La Belgique en état de sécheresse depuis 11 mois... Une situation qui rappelle 1976 et sa canicule

Va-t-on revivre le fameux été 1976 et sa vague de chaleur?
Va-t-on revivre le fameux été 1976 et sa vague de chaleur? - © Fotor - Belga - Wikimédia Commons

Soleil et chaleur sont devenus des amis familiers ces dernières semaines, mais cela fait en fait déjà 11 mois que la Belgique est en état de sécheresse : les valeurs relevées par l'IRM au pluviomètre sont bien en deçà des normales depuis juillet, exception faite du mois de novembre.

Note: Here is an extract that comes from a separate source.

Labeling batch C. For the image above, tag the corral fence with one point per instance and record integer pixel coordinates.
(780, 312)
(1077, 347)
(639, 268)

Comme on dit dans le jargon, l'anomalie de précipitation est négative, on reçoit moins de précipitations que la normale.

Une situation qui n'est pas sans rappeler l'année 1976, où une sécheresse exceptionnelle frappa une partie de l'Europe, entraînant restriction dans l'approvisionnement de l'eau, d'énormes pertes agricoles et coûtant la vie à des milliers de personnes.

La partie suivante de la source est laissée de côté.